For heavy commercial and industrial use forklifts, pallet jacks, heavy equipment the standard recommendation is 24 to 48 hours before putting that kind of load on the floor. For most residential projects, that’s not a concern, but for businesses in the Edgewood industrial zone, that timeline is worth planning around. If you’re scheduling a floor leveling project around a production schedule or a shift change, that window is realistic and workable. Your crew can typically be back on the floor the next morning without issue.
For most residential self leveling projects where you’re leveling a concrete slab or subfloor as part of a flooring renovation a standalone permit is generally not required in the Town of Islip. Interior flooring prep work that doesn’t affect structural elements typically falls outside the permit threshold under New York State building code. That said, the specifics can vary depending on the scope of the project, and it’s always worth confirming with the Town of Islip Building Division if you have any question about where your project falls.

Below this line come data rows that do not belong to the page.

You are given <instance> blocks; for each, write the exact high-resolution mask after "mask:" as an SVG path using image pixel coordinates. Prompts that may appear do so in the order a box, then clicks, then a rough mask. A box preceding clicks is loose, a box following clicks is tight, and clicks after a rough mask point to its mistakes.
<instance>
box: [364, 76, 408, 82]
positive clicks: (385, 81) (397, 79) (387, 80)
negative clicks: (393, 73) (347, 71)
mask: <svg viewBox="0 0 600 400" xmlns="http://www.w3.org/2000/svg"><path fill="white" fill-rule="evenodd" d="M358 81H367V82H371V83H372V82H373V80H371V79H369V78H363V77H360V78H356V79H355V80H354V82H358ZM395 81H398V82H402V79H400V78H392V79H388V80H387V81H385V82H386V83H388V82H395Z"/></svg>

For commercial projects, the answer is more nuanced. If you’re working in a commercial building in the Heartland Business Center or another facility in the Edgewood zone, your project may be subject to additional requirements depending on the building’s occupancy classification and the scope of the work. Large-scale conversion projects like the kind of subfloor remediation involved in a historic building being converted to residential use typically involve multi-agency coordination and should be reviewed with a licensed contractor who knows Town of Islip commercial construction requirements before any work begins.
Concrete repair and self leveling underlayment solve different problems. Concrete repair filling cracks, patching spalled areas, addressing voids is about restoring the structural integrity of an existing slab. Self leveling underlayment is about creating a flat, smooth surface across a larger area so that a floor covering can be installed correctly. You often need both, in that order: repair the damage first, then level the surface.

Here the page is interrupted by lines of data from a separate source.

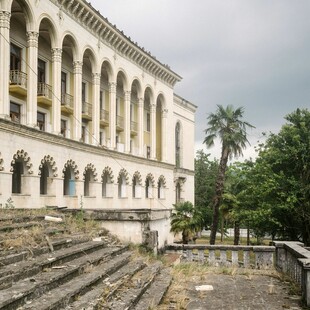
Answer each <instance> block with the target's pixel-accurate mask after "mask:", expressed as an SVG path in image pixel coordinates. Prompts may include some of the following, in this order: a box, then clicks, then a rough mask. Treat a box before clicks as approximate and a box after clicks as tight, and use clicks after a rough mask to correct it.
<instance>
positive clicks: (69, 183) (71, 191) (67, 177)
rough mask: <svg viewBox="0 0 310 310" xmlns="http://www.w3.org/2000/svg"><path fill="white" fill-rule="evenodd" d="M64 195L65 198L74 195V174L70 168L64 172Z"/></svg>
mask: <svg viewBox="0 0 310 310" xmlns="http://www.w3.org/2000/svg"><path fill="white" fill-rule="evenodd" d="M64 195H65V196H74V195H75V180H74V172H73V169H72V167H70V166H67V167H66V168H65V170H64Z"/></svg>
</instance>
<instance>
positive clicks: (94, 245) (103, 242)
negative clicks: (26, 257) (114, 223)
mask: <svg viewBox="0 0 310 310" xmlns="http://www.w3.org/2000/svg"><path fill="white" fill-rule="evenodd" d="M105 246H106V242H103V241H90V242H86V243H83V244H77V245H73V246H72V247H69V248H65V249H61V250H58V251H55V252H53V253H48V254H43V255H41V256H39V257H37V258H30V259H29V260H26V261H23V262H21V263H19V264H17V266H16V267H15V266H14V268H12V266H11V265H8V266H4V267H2V268H0V287H1V286H2V284H3V283H4V282H5V283H12V282H17V281H19V280H21V279H25V278H28V277H33V276H34V275H36V274H38V273H39V272H41V271H42V270H43V269H46V268H51V267H53V266H55V265H57V264H64V263H66V262H68V261H70V260H72V259H75V258H78V257H81V256H84V255H85V254H90V253H92V252H94V251H96V250H99V249H101V248H103V247H105Z"/></svg>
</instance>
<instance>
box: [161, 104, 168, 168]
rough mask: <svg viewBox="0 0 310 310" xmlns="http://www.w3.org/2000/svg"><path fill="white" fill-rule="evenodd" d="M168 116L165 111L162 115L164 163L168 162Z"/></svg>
mask: <svg viewBox="0 0 310 310" xmlns="http://www.w3.org/2000/svg"><path fill="white" fill-rule="evenodd" d="M167 114H168V110H167V109H163V110H162V114H161V126H162V129H161V154H162V159H161V160H162V161H163V162H167V149H168V147H167Z"/></svg>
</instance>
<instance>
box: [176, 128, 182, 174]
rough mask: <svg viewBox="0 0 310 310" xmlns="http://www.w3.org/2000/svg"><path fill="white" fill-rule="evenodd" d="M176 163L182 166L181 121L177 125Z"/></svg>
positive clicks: (177, 165)
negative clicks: (181, 161)
mask: <svg viewBox="0 0 310 310" xmlns="http://www.w3.org/2000/svg"><path fill="white" fill-rule="evenodd" d="M175 165H176V167H177V168H180V167H181V125H180V123H179V122H177V123H176V125H175Z"/></svg>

The distinction matters because some contractors treat them as interchangeable they’ll fill a few cracks and call the floor “ready,” when in reality the overall plane of the slab is still uneven by half an inch or more across the room. That kind of variation is enough to cause tile to crack at grout lines, vinyl planks to hollow out, and hardwood to cup over time. In Brentwood’s older homes and commercial buildings, where decades of settlement have created gradual but significant unevenness, concrete repair alone isn’t enough. The self leveling pour is what brings the floor into the tolerance range that modern floor coverings actually require.
Moisture is the most common reason self leveling jobs fail and it’s almost always invisible until the floor starts to delaminate. In Brentwood specifically, the combination of Long Island’s humid summers, freeze-thaw winters, and a large inventory of older homes without modern vapor barriers creates conditions where moisture vapor transmission through concrete slabs is a real and consistent issue. A slab that looks dry on the surface can still be pushing moisture vapor upward at a rate that will break the bond between the self leveling compound and the concrete underneath.

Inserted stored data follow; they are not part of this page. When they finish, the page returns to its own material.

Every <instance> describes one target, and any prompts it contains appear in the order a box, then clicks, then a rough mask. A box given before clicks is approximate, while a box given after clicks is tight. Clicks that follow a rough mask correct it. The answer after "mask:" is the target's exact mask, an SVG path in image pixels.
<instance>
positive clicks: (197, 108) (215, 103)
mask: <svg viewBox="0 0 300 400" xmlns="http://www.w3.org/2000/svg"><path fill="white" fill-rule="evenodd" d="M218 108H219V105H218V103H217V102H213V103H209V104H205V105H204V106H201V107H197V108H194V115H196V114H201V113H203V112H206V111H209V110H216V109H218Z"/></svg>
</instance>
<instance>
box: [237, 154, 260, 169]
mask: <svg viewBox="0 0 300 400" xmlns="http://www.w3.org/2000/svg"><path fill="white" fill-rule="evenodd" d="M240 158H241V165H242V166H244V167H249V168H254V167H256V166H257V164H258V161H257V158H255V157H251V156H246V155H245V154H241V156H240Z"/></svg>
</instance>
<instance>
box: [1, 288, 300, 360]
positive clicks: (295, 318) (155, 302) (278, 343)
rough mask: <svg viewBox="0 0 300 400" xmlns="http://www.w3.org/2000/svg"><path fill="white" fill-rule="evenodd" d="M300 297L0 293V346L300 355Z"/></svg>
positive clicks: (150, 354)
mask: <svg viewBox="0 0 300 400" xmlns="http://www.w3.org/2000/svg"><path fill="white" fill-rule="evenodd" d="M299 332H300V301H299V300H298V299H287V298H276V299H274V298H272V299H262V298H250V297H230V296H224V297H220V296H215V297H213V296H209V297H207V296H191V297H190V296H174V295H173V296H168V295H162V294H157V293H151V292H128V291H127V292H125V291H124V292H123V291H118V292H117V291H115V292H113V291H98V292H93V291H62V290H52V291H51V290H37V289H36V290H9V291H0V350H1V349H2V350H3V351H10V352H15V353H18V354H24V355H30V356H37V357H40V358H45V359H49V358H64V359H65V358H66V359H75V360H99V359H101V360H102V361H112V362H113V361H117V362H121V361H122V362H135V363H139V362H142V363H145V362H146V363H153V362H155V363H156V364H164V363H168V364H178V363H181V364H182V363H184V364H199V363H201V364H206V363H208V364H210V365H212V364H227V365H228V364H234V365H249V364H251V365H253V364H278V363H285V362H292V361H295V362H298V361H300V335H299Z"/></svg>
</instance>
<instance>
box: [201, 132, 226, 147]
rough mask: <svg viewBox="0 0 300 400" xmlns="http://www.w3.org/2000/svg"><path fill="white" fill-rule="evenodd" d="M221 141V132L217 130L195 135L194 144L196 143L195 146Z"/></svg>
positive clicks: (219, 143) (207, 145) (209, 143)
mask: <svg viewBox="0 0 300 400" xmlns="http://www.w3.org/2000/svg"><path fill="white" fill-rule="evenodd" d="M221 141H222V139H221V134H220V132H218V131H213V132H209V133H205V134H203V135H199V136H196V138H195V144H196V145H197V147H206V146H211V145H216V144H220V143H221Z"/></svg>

ASTM F2170 relative humidity testing and moisture vapor emission rate testing give you actual numbers not guesses. If the readings are above the threshold for the product being used, the slab needs to be treated with a moisture-mitigating primer before the pour. That step adds time and cost, but it’s the difference between a floor that lasts years and one that starts showing problems before the season changes. Skipping moisture testing is how contractors keep their bids low and how homeowners end up paying twice. In a community like Brentwood, where the housing stock is old and the climate is unforgiving, it’s not a step worth skipping.